In the United States, there are now states where recreational marijuana is already legal and it is now commonplace to find a festival held in a public park where cannabis is openly consumed.
Times have changed. Just a few years ago, toking in public without the fear of arrest would have been unheard of. Then there were events that became temporary safe zones for cannabis users, with organizers applying for a license that would allow festivalgoers to consume marijuana on premises.
There are several music festivals that not only lit up on weed but also blazed trails when it comes to using music to protest cannabis prohibition in their areas.
1. Seattle Hempfest
Seattle Hempfest currently brings together hundreds of thousands of cannabis enthusiasts over three days. The event started off way back in 1991 with around 500 people enjoying good music along with great weed. The event has been credited in helping change the way people think about cannabis in Washington State that started off as a prohibition state, eventually allowing medical pot and then recreational use.
2. Hash Bash
Hash Bash is now close to five decades old and has a very colorful origin story. John Sinclair, a poet, campus radical and agitator was arrested by police in 1969. The official reason was that he gave undercover cops two joints after two months of spending time with them. John Lennon took notice of the case and wrote a wrong about it, and the in 1971, organized a concert to free Sinclair. He was released from prison three days later.
The state’s Supreme Court heard Sinclair’s case and said that what happened to him involved cruel and unusual punishment. The court also ruled that the state’s anti-cannabis laws were unconstitutional.
The first Hash Bash was held a few months later to celebrate Sinclair’s release as well as calling on people to push back against the anti-marijuana laws. The event is held yearly on the diag of the University of Michigan in Ann Arbor.
3. Emerald Cup
The Emerald Cup is a three-day event that is held yearly at the Sonoma County. The event features a cultivation competition, talks, panel discussions and musical entertainment. It started out in 2003 as a competition among the top cannabis growers in the Emerald Triangle.

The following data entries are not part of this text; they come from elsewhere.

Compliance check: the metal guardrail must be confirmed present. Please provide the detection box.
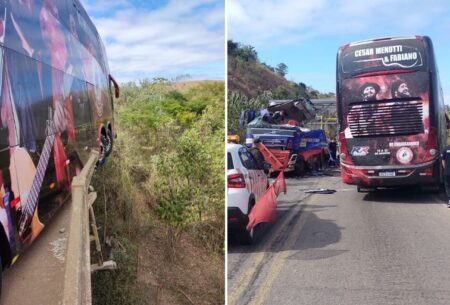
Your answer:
[63,151,99,305]
[62,150,116,305]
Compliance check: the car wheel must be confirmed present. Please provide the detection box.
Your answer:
[240,228,255,245]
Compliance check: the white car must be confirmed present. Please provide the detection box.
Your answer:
[227,144,269,244]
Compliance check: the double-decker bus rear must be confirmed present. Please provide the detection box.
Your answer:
[336,36,446,187]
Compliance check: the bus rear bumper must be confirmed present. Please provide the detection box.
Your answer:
[341,159,441,187]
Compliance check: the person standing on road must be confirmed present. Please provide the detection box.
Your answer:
[441,145,450,208]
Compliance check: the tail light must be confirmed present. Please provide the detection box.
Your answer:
[425,127,439,161]
[339,131,353,164]
[287,139,292,149]
[228,174,245,188]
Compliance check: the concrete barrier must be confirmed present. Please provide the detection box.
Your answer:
[63,151,99,305]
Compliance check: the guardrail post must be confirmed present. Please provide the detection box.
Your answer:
[63,151,98,305]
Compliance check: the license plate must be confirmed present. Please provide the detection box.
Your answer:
[378,172,395,177]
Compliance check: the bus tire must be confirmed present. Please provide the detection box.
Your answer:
[105,128,113,157]
[95,133,108,169]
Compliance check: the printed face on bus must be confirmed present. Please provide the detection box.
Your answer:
[395,83,411,97]
[362,86,377,101]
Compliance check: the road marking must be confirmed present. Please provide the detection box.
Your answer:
[248,197,317,305]
[227,194,311,305]
[228,201,306,305]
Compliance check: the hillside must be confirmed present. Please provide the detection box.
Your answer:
[92,79,225,305]
[228,40,334,99]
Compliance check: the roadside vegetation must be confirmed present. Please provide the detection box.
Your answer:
[228,40,334,99]
[93,79,225,305]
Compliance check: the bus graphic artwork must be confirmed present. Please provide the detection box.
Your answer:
[0,0,118,284]
[336,36,446,187]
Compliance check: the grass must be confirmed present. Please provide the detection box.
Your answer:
[92,80,224,305]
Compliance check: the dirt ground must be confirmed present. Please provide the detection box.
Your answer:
[137,223,225,305]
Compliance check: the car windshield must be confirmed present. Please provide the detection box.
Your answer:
[227,153,234,169]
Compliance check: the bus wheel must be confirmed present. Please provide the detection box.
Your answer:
[294,159,305,177]
[105,128,113,157]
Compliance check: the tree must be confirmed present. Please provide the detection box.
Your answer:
[275,63,288,77]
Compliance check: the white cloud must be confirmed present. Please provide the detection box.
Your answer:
[227,0,448,47]
[81,0,225,82]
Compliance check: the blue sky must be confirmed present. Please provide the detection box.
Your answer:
[227,0,450,104]
[81,0,225,82]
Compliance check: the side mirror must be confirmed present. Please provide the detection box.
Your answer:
[262,161,272,175]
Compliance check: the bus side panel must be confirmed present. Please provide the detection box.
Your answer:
[0,0,112,250]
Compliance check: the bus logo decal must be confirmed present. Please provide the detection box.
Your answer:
[350,146,369,157]
[396,147,413,164]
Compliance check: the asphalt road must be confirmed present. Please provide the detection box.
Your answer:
[0,198,70,305]
[227,171,450,305]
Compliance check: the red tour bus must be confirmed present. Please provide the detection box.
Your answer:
[336,36,446,191]
[0,0,118,286]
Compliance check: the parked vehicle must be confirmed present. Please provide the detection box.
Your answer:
[227,144,269,244]
[336,36,447,190]
[0,0,119,290]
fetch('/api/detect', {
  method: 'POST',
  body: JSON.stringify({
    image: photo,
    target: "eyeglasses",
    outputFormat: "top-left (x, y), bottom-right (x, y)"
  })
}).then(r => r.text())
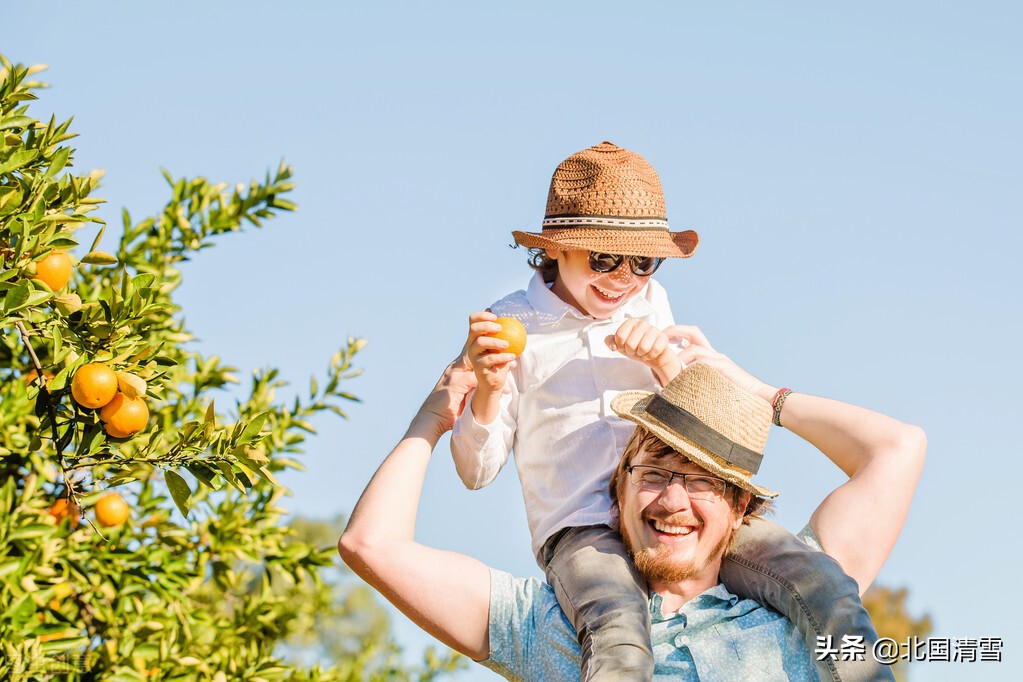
top-left (589, 252), bottom-right (664, 277)
top-left (625, 464), bottom-right (728, 500)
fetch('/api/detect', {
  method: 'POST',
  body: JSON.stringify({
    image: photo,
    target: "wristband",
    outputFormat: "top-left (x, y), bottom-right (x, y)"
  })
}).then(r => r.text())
top-left (770, 389), bottom-right (792, 426)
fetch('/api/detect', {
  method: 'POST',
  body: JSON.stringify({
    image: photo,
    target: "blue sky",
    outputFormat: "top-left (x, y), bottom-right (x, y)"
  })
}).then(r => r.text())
top-left (0, 1), bottom-right (1023, 680)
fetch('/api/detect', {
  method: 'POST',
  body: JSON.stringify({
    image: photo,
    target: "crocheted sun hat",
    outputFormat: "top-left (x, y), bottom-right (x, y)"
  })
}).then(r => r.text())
top-left (611, 362), bottom-right (777, 497)
top-left (512, 142), bottom-right (700, 258)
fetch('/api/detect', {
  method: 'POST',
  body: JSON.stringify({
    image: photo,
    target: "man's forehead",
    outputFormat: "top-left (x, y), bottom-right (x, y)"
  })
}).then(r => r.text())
top-left (632, 448), bottom-right (708, 473)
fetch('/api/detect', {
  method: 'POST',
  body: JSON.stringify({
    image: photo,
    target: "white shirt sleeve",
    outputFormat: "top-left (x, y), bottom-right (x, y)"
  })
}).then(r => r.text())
top-left (451, 372), bottom-right (519, 490)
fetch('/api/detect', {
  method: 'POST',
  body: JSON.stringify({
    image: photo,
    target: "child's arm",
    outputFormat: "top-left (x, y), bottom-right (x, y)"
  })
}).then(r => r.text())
top-left (338, 359), bottom-right (490, 661)
top-left (465, 311), bottom-right (515, 424)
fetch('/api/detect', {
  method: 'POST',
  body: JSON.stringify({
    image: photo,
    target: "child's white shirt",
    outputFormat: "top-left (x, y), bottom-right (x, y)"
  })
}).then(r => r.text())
top-left (451, 274), bottom-right (674, 555)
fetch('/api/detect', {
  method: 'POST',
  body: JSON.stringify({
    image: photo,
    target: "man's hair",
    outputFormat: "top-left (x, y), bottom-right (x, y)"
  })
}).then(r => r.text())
top-left (526, 246), bottom-right (558, 284)
top-left (609, 425), bottom-right (771, 532)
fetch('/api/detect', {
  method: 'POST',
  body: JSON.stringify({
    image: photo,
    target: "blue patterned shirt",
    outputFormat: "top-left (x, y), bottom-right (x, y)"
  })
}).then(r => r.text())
top-left (482, 531), bottom-right (819, 682)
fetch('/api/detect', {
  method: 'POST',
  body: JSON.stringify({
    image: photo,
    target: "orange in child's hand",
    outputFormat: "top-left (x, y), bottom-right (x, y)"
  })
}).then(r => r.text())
top-left (487, 317), bottom-right (526, 356)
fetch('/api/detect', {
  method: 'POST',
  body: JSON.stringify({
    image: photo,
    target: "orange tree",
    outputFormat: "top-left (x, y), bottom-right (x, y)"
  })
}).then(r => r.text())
top-left (0, 56), bottom-right (459, 680)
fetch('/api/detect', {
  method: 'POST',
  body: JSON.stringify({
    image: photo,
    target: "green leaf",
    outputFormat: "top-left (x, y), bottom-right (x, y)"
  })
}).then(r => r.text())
top-left (0, 149), bottom-right (39, 175)
top-left (7, 524), bottom-right (53, 540)
top-left (82, 251), bottom-right (118, 265)
top-left (164, 469), bottom-right (191, 518)
top-left (238, 412), bottom-right (267, 445)
top-left (0, 116), bottom-right (36, 130)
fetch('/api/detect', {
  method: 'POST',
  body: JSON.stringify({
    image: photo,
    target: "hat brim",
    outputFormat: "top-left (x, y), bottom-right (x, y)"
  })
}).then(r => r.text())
top-left (512, 227), bottom-right (700, 258)
top-left (611, 391), bottom-right (779, 497)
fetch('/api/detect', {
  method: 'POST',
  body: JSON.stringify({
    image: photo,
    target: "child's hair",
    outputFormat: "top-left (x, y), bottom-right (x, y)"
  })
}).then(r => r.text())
top-left (526, 246), bottom-right (558, 284)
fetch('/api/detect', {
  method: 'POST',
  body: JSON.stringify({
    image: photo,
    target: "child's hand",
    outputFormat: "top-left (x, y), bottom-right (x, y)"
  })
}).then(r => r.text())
top-left (465, 311), bottom-right (516, 423)
top-left (664, 324), bottom-right (775, 402)
top-left (605, 318), bottom-right (682, 385)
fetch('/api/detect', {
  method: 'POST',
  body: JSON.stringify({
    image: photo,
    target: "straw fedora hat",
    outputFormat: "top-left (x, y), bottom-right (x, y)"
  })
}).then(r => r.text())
top-left (611, 362), bottom-right (777, 497)
top-left (512, 142), bottom-right (700, 258)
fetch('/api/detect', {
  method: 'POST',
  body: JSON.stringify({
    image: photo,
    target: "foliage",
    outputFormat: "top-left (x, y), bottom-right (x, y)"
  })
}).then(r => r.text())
top-left (863, 585), bottom-right (932, 680)
top-left (0, 56), bottom-right (457, 680)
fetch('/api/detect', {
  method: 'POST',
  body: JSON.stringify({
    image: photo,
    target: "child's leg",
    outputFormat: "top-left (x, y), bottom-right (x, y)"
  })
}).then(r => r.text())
top-left (541, 526), bottom-right (654, 681)
top-left (721, 518), bottom-right (895, 682)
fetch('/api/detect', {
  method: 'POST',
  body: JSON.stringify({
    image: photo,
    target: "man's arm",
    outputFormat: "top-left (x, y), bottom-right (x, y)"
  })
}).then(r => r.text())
top-left (758, 387), bottom-right (927, 594)
top-left (338, 359), bottom-right (490, 661)
top-left (675, 333), bottom-right (927, 593)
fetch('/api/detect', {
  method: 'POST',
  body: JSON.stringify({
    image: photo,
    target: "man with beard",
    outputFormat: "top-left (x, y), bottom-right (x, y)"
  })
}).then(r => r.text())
top-left (339, 337), bottom-right (925, 680)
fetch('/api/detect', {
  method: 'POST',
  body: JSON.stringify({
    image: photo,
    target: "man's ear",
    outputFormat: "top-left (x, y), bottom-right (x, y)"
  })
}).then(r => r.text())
top-left (731, 490), bottom-right (751, 531)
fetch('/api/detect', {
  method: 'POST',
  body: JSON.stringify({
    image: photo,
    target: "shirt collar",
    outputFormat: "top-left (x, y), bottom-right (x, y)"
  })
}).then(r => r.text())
top-left (526, 272), bottom-right (654, 324)
top-left (650, 583), bottom-right (741, 623)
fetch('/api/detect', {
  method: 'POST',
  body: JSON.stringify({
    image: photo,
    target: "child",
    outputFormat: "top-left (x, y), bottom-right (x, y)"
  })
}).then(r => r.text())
top-left (451, 142), bottom-right (890, 680)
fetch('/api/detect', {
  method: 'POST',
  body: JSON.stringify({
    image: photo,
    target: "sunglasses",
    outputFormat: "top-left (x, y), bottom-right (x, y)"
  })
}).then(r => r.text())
top-left (589, 252), bottom-right (664, 277)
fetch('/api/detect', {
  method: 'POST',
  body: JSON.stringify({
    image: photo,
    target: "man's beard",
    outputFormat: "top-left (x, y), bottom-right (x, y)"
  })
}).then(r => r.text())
top-left (623, 531), bottom-right (735, 583)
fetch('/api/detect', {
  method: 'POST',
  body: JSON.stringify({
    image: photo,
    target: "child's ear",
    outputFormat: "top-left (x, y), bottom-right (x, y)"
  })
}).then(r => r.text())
top-left (731, 490), bottom-right (751, 531)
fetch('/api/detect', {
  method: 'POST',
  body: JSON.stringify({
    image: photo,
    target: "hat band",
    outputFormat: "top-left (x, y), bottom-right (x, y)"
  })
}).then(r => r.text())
top-left (543, 215), bottom-right (668, 231)
top-left (646, 396), bottom-right (763, 473)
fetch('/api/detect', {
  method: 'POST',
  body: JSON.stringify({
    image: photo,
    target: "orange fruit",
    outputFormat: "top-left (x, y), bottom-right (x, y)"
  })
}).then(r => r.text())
top-left (33, 251), bottom-right (72, 291)
top-left (71, 362), bottom-right (118, 410)
top-left (487, 317), bottom-right (526, 356)
top-left (99, 393), bottom-right (149, 438)
top-left (95, 493), bottom-right (129, 528)
top-left (50, 497), bottom-right (82, 529)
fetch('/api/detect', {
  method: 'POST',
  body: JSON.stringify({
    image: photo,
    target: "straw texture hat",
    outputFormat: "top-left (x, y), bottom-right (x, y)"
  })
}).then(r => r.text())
top-left (611, 362), bottom-right (777, 497)
top-left (512, 142), bottom-right (700, 258)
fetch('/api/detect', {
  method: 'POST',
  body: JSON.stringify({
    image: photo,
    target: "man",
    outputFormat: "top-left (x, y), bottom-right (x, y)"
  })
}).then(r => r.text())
top-left (339, 343), bottom-right (925, 680)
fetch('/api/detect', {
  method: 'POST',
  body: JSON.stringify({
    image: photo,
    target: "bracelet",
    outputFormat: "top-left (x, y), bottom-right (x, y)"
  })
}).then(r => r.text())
top-left (770, 389), bottom-right (792, 426)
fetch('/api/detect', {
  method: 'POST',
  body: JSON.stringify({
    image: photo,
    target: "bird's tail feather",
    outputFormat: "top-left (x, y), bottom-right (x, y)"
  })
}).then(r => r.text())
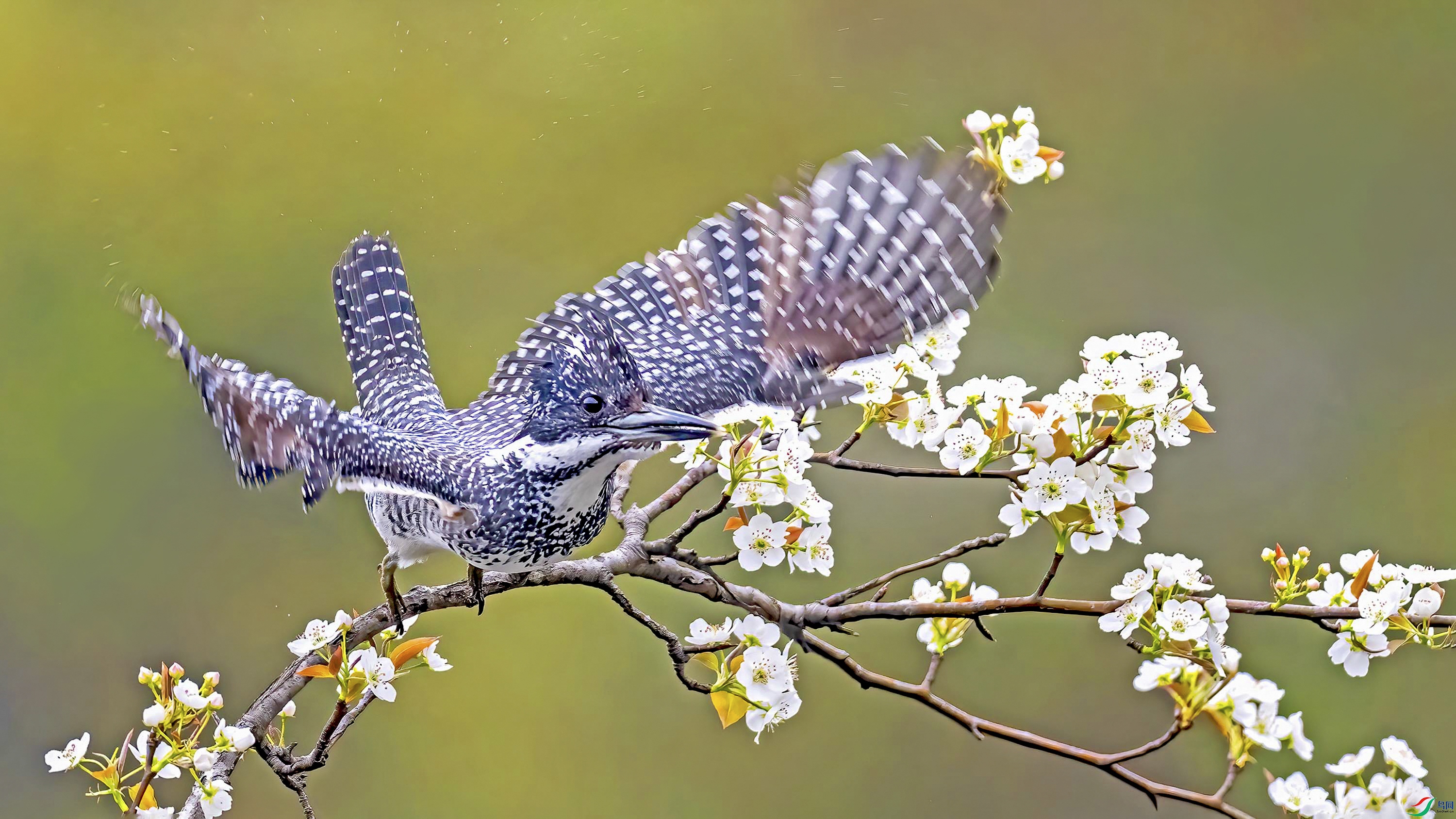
top-left (135, 295), bottom-right (469, 506)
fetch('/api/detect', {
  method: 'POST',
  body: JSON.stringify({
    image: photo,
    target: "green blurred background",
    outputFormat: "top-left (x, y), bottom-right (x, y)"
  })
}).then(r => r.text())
top-left (0, 0), bottom-right (1456, 819)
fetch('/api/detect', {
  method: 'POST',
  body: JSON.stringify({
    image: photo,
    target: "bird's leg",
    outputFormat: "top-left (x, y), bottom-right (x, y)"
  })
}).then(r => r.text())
top-left (379, 553), bottom-right (405, 634)
top-left (464, 563), bottom-right (485, 615)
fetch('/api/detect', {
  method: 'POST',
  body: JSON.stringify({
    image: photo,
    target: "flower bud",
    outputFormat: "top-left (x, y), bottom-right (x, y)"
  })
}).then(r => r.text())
top-left (141, 703), bottom-right (167, 727)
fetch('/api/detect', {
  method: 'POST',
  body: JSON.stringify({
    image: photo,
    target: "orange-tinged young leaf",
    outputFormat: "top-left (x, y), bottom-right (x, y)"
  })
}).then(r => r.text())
top-left (1350, 551), bottom-right (1380, 599)
top-left (709, 691), bottom-right (748, 727)
top-left (84, 762), bottom-right (118, 787)
top-left (1051, 427), bottom-right (1072, 461)
top-left (127, 783), bottom-right (157, 807)
top-left (389, 637), bottom-right (440, 668)
top-left (1184, 410), bottom-right (1213, 433)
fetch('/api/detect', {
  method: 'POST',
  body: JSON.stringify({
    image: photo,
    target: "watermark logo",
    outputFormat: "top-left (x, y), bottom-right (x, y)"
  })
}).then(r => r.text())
top-left (1405, 796), bottom-right (1456, 816)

The Emerald Cup is seen as the Academy Awards for the marijuana industry and it has consistently gave recognition to the best cannabis plants, flowers, topicals, edibles, and concentrates.
4. Boston Freedom Rally
The first event of the Boston Freedom Rally happened in 1989 and it has consistently scaled up until it became a yearly event at the Boston Commons. Today, the event draws tens of thousands of people who come for the music, the talks, vendors and yes, to toke.
But in the early years, the Boston Freedom Rally has always been a venue for helping people change their minds about cannabis and calling for legalization. In its long history, the organizers have repeatedly sued the city of Boston for moving to stop them from holding what they described as an education and political rally.
While all of these events happen in the United States, there are other events and festivals that happen all over the world that seeks for the legalization and acceptance of cannabis.
Cannafest in Prague, Czech Republic. This event is marketed as a global trade show of medical herbs and cannabis. It is the best attended cannabis expo in the world with 25,000 participants and more than 250 vendors.
Cultivate Your Rights in Santiago, Chile. Chileans use more cannabis per capita than any other country in the Latin American region. Cultivate Your Rights happen every April and is both a freedom festival and protest march rolled into one.
Amsterdam Cannabis Cup in the Netherlands. This event is the brainchild of High Times Editor Steven Hager in the late 1980s. Today, it lasts for a week and features contests and competitions that brings in thousands of cannabis lovers from all over the world.